From the liberation of the Philippines to the Japanese surrender, the final volume of John C. McManus's trilogy on the US Army in the Pacific War
“Brilliant [and] riveting… a truly great book.”—Gen. David Petraeus “Triumphant [and] compelling.”—Richard Frank “McManus is one of the best—if not the best—World War II historians working today.”—World War II magazine
The dawn of 1945 finds a US Army at its peak in the Pacific. Allied victory over Japan is all but assured. The only question is how many more months—or years—of fight does the enemy have left. John C. McManus, winner of the Gilder Lehrman Prize for Military History, concludes his magisterial series, described by the Wall Street Journal as being “as vast and splendid as Rick Atkinson’s Pulitzer Prize-winning Liberation Trilogy,” with this brilliant final volume.
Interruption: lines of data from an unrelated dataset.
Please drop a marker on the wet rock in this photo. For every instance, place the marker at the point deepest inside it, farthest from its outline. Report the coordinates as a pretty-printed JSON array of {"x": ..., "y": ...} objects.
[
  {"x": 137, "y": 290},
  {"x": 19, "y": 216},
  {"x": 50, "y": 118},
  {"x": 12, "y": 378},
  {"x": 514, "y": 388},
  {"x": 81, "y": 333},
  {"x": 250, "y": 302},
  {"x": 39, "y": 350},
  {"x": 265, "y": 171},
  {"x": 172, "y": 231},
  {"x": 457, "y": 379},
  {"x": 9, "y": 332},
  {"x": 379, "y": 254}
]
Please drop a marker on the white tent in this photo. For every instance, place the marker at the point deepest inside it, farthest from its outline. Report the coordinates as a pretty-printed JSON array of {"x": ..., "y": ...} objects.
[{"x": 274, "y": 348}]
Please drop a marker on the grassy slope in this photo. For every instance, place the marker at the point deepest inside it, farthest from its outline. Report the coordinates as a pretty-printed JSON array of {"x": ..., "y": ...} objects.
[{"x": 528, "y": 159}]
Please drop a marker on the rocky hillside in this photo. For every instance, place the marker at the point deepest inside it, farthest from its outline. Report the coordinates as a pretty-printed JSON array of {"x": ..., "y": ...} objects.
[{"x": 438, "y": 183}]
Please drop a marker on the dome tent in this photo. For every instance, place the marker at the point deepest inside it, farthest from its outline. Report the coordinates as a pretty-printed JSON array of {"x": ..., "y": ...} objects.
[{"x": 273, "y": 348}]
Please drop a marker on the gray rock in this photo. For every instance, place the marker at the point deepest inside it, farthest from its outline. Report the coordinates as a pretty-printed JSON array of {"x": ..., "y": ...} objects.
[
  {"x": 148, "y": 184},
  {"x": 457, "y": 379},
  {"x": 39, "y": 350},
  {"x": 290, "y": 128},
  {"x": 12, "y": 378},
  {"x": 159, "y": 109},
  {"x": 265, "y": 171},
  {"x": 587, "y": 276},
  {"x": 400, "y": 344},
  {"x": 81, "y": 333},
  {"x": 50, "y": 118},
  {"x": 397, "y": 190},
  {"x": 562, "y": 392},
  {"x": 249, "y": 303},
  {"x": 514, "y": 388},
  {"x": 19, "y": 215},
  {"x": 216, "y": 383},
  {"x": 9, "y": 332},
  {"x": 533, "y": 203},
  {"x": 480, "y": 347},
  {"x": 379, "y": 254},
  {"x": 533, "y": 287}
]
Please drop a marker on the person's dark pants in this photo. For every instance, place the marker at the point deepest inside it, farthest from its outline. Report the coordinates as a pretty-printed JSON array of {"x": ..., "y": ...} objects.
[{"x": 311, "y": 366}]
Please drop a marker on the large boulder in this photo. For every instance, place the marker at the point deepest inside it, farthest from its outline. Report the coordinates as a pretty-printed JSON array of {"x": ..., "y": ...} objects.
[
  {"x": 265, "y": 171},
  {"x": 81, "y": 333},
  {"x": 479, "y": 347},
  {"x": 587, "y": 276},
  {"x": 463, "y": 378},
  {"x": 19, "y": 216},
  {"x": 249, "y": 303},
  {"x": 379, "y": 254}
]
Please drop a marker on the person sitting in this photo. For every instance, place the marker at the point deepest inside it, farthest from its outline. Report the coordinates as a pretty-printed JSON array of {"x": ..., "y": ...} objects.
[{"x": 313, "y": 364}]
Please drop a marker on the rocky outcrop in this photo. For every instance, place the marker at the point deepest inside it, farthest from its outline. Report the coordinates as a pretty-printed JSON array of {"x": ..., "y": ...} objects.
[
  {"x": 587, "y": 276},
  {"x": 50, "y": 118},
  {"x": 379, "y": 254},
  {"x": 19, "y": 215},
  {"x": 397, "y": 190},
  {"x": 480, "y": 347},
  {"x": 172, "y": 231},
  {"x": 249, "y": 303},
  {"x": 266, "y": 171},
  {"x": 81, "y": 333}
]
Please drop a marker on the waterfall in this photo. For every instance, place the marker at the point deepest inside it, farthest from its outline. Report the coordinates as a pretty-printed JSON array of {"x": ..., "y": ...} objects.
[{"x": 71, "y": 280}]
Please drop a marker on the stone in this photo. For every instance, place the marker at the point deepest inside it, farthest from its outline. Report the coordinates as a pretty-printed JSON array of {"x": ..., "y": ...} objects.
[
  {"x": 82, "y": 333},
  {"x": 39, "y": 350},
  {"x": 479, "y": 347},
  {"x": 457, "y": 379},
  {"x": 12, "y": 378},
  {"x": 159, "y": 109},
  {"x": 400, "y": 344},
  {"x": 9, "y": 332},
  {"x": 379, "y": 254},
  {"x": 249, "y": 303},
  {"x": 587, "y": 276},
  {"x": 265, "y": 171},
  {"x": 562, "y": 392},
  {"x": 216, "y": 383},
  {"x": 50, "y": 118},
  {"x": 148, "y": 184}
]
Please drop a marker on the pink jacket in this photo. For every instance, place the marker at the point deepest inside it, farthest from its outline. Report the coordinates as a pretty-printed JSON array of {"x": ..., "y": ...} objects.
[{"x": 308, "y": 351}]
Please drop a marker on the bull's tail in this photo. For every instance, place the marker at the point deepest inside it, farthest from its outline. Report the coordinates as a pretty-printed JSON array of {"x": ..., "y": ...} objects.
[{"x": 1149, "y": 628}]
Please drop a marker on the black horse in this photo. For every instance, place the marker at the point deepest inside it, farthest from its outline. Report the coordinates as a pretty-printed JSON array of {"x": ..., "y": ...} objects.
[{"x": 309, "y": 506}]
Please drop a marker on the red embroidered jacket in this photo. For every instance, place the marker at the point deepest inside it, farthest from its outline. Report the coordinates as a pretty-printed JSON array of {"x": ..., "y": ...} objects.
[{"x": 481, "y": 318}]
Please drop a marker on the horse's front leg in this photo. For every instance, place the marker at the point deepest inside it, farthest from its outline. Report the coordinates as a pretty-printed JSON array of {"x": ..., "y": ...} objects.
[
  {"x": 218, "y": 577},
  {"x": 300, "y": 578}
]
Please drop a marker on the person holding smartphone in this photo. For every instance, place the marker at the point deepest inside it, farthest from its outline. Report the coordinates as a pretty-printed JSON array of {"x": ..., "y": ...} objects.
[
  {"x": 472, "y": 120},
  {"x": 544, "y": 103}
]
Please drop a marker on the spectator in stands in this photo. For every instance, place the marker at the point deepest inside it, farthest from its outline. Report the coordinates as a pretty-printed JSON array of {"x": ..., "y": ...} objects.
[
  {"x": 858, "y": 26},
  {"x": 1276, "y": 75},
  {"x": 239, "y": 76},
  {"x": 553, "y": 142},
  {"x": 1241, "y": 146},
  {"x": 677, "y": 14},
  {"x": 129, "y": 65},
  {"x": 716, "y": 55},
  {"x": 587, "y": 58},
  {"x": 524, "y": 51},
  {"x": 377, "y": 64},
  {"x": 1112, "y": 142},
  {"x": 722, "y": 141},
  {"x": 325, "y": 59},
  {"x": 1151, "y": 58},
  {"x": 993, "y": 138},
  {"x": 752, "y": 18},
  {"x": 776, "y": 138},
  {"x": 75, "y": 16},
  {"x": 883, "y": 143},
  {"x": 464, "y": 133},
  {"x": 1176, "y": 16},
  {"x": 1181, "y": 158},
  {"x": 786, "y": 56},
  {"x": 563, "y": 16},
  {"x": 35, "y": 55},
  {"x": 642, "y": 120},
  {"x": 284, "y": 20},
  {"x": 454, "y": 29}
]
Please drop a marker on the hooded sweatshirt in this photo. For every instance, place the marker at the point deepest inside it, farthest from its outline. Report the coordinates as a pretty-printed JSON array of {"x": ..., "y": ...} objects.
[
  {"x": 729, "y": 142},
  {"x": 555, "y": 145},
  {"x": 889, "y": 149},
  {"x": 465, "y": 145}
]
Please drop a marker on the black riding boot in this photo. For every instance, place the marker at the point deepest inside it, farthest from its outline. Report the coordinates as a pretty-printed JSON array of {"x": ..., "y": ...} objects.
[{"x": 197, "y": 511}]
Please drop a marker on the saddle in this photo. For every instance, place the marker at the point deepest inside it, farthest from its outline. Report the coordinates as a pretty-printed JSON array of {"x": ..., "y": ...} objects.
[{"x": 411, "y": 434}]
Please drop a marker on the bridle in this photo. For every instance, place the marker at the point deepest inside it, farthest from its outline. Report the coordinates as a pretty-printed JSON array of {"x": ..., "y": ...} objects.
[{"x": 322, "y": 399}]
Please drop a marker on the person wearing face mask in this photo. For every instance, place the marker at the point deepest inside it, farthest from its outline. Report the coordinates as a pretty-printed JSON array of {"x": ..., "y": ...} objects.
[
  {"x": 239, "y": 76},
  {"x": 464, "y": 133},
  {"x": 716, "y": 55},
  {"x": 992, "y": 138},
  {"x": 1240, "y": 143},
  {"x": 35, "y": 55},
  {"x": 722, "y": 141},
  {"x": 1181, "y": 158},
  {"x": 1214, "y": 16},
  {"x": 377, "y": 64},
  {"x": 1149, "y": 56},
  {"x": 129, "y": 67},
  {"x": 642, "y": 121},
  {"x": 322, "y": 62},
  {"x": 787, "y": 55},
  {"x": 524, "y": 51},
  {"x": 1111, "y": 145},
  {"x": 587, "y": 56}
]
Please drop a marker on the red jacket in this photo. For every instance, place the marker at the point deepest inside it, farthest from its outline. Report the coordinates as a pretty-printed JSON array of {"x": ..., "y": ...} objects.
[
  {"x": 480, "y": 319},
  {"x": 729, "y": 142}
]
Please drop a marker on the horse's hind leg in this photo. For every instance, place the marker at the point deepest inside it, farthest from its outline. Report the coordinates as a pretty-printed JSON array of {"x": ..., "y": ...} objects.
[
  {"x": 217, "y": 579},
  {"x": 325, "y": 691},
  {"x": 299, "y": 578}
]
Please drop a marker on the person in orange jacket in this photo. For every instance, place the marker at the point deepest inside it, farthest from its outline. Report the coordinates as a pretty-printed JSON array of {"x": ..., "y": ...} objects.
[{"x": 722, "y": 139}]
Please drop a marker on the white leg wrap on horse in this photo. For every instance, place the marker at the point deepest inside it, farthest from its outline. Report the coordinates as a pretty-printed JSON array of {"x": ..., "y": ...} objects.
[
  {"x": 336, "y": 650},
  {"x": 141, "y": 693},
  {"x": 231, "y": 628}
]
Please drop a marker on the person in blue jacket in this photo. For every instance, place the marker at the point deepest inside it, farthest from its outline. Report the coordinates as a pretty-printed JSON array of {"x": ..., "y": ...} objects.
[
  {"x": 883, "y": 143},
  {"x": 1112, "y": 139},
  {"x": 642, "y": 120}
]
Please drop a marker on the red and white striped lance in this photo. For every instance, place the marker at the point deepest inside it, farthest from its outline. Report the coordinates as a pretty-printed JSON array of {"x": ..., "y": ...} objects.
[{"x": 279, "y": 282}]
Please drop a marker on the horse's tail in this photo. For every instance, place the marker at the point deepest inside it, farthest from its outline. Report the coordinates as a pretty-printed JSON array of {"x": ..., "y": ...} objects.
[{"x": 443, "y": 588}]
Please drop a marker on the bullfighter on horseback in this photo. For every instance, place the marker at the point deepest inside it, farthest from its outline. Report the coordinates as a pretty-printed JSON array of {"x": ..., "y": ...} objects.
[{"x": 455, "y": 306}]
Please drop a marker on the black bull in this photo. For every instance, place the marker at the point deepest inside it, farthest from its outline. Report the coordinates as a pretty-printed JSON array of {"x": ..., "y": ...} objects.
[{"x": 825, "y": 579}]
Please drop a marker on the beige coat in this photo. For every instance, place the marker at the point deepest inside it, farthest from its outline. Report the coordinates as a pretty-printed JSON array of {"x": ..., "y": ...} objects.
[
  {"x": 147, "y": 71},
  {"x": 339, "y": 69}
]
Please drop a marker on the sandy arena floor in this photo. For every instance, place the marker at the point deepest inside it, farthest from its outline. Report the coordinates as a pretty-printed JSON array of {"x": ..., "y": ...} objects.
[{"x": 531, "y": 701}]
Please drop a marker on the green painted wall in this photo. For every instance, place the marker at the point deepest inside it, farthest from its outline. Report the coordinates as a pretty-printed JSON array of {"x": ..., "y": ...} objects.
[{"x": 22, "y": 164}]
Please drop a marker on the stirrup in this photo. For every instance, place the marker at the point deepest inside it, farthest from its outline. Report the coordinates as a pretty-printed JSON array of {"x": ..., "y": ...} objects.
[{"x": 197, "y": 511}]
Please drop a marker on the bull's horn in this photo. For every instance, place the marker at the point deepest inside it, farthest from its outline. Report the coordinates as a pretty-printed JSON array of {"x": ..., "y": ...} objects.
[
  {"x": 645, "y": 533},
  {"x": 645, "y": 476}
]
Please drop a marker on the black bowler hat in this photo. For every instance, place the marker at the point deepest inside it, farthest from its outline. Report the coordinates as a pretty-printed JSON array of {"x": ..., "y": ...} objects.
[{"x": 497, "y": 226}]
On the island of Luzon, a months-long stand-off between US and Japanese troops finally breaks open, as American soldiers push into Manila, while paratroopers and amphibious invaders capture nearby Corregidor. The Philippines are soon liberated, and Allied strategists turn their eyes to China, Iwo Jima, Okinawa, and the Japanese home islands themselves. Readers will walk in the boots of American soldiers and officers, braving intense heat, rampant disease, and a by-now suicidal enemy, determined to kill as many opponents as possible before defeat, and they will encounter Japanese soldiers faced with the terrible choice between capitulation or doom. At the same time, this outstanding narrative lays bare the titanic ego and ambition of the Pacific War’s most prominent general, Douglas MacArthur, and the complex challenges he faced in Japan’s unconditional surrender and America’s lengthy occupation.